Outlier votes

… Anyway, I went off on a tangent up there, but one thing I think might help without opening the can of worms of “is this vote in good faith or not” is some kind of normalization for the number of ratings a game gets (though I don’t know how feasible this would be to implement). There are some games in this year’s comp that had 20 ratings, and others that had over 100, and the one random judge giving the game a 1 has a lot more impact on the former than the latter. A single person rating The Alchemist a 1, for example, would have dropped it 7 places in the rankings!

5 Likes

Outlier removal is used as a guard against honest wild opinions (or, in science, simple measurement error). It’s not great as a guard against malicious voting. If you document that the highest and lowest N scores will be dropped, you’re just telling bad actors how many friends to invite.

The comp admins consider apparently-malicious ballots on a case-by-case basis.

8 Likes

Let me preface this with saying that I don’t use statistics in my day-to-day like, at all, and I’m not an expert. I studied it a little in college but that was a while ago. So, like…I dunno, I don’t really have any authority backing up what follows, either professionally or mathematically - so if I’m wrong about anything that follows, I mean, just tell me that I haven’t remembered enough statistics and I’ll nod and go “okay sure.”

Okay, that said, I think there’s probably a way to sand the most egregious stuff out that isn’t as easy to game as “dump the top/lowest X items”. I don’t have any specific suggestions off the top of my head but doing something like asking “given the mean and standard deviation, how likely is this result?” and flagging everything that seems sufficiently improbable seems doable.

I’m gonna use The Absence of Miriam Lane here as an example. It has 78 votes, a mean of 8.17, and a standard deviation of 1.59, as listed on the website. A rule of thumb I remember from my classes is that in a normal distribution, 99.7% should be within 3 standard deviations - so a vote of 1 is, like…uh, hold on. It’s more than 4 standard deviations off. Which is actually reasonable to expect if you’ve got a huge, huge, huge number of votes but we’ve got less than a huge number.

Obviously the scores are not a standard deviation, I don’t have good knowledge of whether they should be (given that video game scores might have weird patterns), and this is all just off the top of my head; it’s just, I think that type of analysis could be reasonably done and it would be reasonably defensive to say that anything that’s so obviously statistically improbable is suspect.

e: You know what let’s see how much I remember. Okay.

So, assuming a normal distribution (lol) we have a mean of 8.17 and a standard deviation of 1.59.

Therefore the rating of 1 is has a z-score of (8.17 - 1) / 1.59 = 4.51

According to this Z-score chart I found on the internet, that’s…actually off the chart. This chart only goes up to 3.9 standard deviations, listing the probability at 3.9 as .00003. Fine let’s just go with that?

Therefore, assuming the above, the probability of getting a 1 is less than .003%.

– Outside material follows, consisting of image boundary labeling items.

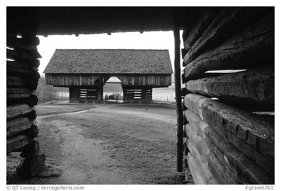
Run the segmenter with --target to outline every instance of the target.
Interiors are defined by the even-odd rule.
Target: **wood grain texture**
[[[16,149],[19,149],[27,145],[32,140],[26,134],[21,134],[7,139],[6,151],[9,153]]]
[[[191,124],[187,126],[189,126]],[[190,150],[189,153],[191,152],[192,154],[192,156],[194,158],[194,161],[196,163],[196,165],[197,165],[198,171],[197,173],[199,174],[203,180],[203,184],[226,184],[225,182],[220,182],[218,180],[219,177],[218,177],[217,174],[214,174],[211,172],[208,165],[209,161],[204,156],[205,153],[204,152],[203,150],[198,149],[198,144],[196,144],[194,142],[189,139],[187,139],[187,147]],[[187,154],[187,156],[188,156],[189,153]],[[207,153],[206,154],[207,154]],[[195,182],[195,184],[198,184],[196,182]]]
[[[184,105],[251,159],[274,171],[274,118],[261,117],[192,94],[184,97]]]
[[[206,52],[184,69],[186,80],[209,70],[247,69],[274,58],[274,14],[270,14],[222,44]]]
[[[203,52],[221,45],[261,19],[270,10],[274,12],[273,9],[265,7],[223,8],[192,45],[184,57],[184,63],[187,64]]]
[[[185,125],[185,132],[188,137],[186,144],[192,155],[201,164],[198,168],[202,171],[201,173],[204,178],[204,184],[236,184],[237,181],[234,181],[236,177],[233,174],[232,176],[228,176],[230,178],[226,180],[225,177],[228,176],[229,171],[224,169],[224,166],[221,165],[220,161],[214,160],[210,156],[212,153],[207,147],[207,142],[204,135],[201,136],[197,134],[194,131],[196,128],[193,124],[189,123]],[[215,165],[210,165],[211,163]],[[206,172],[206,170],[209,171]]]
[[[239,149],[227,143],[199,116],[189,109],[184,111],[184,115],[190,122],[185,128],[188,142],[195,146],[201,157],[208,162],[208,169],[221,184],[272,182],[272,175],[266,172],[263,167],[255,164]],[[189,147],[190,150],[195,149]],[[245,164],[251,166],[245,166]],[[262,178],[259,180],[261,178],[258,177]]]
[[[202,10],[199,18],[194,22],[192,28],[186,35],[182,35],[184,49],[188,51],[195,42],[200,38],[204,31],[221,10],[222,8],[209,7]],[[184,33],[187,33],[183,31]]]
[[[29,97],[12,97],[7,99],[6,101],[7,106],[26,104],[31,106],[37,105],[38,98],[36,95],[31,94]]]
[[[32,60],[38,58],[41,58],[42,56],[37,50],[26,51],[25,50],[18,50],[6,49],[6,58],[17,61]]]
[[[19,134],[20,131],[30,128],[32,121],[27,117],[20,117],[7,121],[6,136],[11,137]]]
[[[33,92],[27,88],[8,87],[6,89],[6,98],[9,99],[27,98],[32,95]]]
[[[7,106],[6,118],[12,118],[25,114],[32,111],[33,106],[30,106],[26,104],[17,104]]]
[[[205,135],[214,155],[222,156],[221,161],[235,170],[244,184],[274,184],[274,171],[266,171],[263,165],[257,165],[240,149],[225,141],[212,128],[205,129]]]
[[[274,65],[212,76],[185,84],[187,90],[255,111],[274,111]]]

Okay, now…how can we ask “given that we have 78 votes, what’s the probability of at least one rating being a 1”? Argh. Ugh. I can’t remember this part. You invert it, right, and ask “What’s the probability of having zero 1s”?

Which is…(1 - .00003) ^ 78 = 0.99766270064?

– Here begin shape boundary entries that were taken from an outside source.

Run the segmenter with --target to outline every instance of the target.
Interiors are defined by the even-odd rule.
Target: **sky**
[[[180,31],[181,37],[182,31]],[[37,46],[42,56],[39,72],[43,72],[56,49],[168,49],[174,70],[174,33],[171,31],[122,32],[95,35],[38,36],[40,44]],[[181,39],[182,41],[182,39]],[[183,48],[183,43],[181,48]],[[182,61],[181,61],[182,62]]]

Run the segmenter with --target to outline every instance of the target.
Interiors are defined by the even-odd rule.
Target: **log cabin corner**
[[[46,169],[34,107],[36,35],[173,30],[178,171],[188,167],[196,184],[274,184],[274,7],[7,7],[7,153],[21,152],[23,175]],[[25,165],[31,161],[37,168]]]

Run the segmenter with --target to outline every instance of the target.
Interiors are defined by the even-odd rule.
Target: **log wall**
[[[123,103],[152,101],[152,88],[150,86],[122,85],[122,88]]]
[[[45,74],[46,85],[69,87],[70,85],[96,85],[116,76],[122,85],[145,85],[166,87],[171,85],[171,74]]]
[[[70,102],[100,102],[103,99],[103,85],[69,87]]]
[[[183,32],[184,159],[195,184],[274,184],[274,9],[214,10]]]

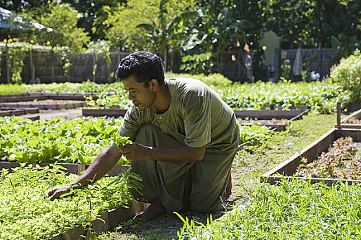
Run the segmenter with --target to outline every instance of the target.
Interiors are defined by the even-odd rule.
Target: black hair
[[[156,54],[145,51],[132,53],[120,60],[116,71],[118,80],[134,75],[138,82],[149,86],[152,79],[158,81],[160,85],[164,82],[164,68],[162,59]]]

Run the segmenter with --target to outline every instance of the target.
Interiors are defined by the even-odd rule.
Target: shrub
[[[330,73],[331,80],[350,94],[351,102],[361,102],[361,54],[356,49],[353,54],[342,58]]]

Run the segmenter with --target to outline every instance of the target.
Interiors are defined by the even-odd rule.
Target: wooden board
[[[291,177],[302,163],[301,160],[305,158],[307,163],[317,159],[317,158],[325,152],[327,152],[329,147],[332,143],[340,137],[351,136],[355,142],[361,142],[361,130],[359,129],[346,129],[346,128],[333,128],[329,132],[321,136],[318,139],[314,141],[307,147],[302,149],[300,153],[296,154],[288,160],[281,163],[272,170],[267,171],[261,177],[262,182],[266,182],[272,184],[276,184],[281,180],[281,176],[274,176],[274,174],[281,174],[284,176]],[[305,178],[298,178],[300,179],[309,179]],[[326,178],[311,178],[312,182],[324,182],[327,184],[332,184],[339,182],[338,179],[326,179]],[[349,184],[353,182],[361,183],[359,180],[344,180],[343,182],[347,182]]]
[[[277,131],[285,131],[287,125],[292,121],[300,119],[303,115],[308,113],[309,110],[235,110],[234,113],[237,118],[241,119],[257,119],[257,120],[265,120],[263,123],[260,121],[259,125],[265,125],[272,129],[274,129]],[[270,123],[267,120],[272,119],[287,119],[285,123],[277,123],[275,121],[274,123]],[[250,121],[250,124],[243,125],[250,125],[252,121]]]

Which means we have a quarter of a percent chance (assuming normal distribution & independent events) that given 78 votes there was at least one? Except that real value would be a lot lower since I used the chart for 3.9 standard deviations and not 4.5.

Sorry, people, I don’t really know why I’m doing this here, I think I just nerd sniped myself. Apologies.

e2: Why the heck did they make me literally look up z-score charts in college, we had, like, graphing calculators, computers, like, this was well beyond the era of slide rules. What the heck.

3 Likes

Yeah I hate to be a devil’s advocate but I don’t see a way to separate good faith votes from bad ones. While I of course personally agree that your examples couldn’t reasonably deserve anything below a 5, it’s possible these games just really pissed someone off. (Some people just loathe well-made things)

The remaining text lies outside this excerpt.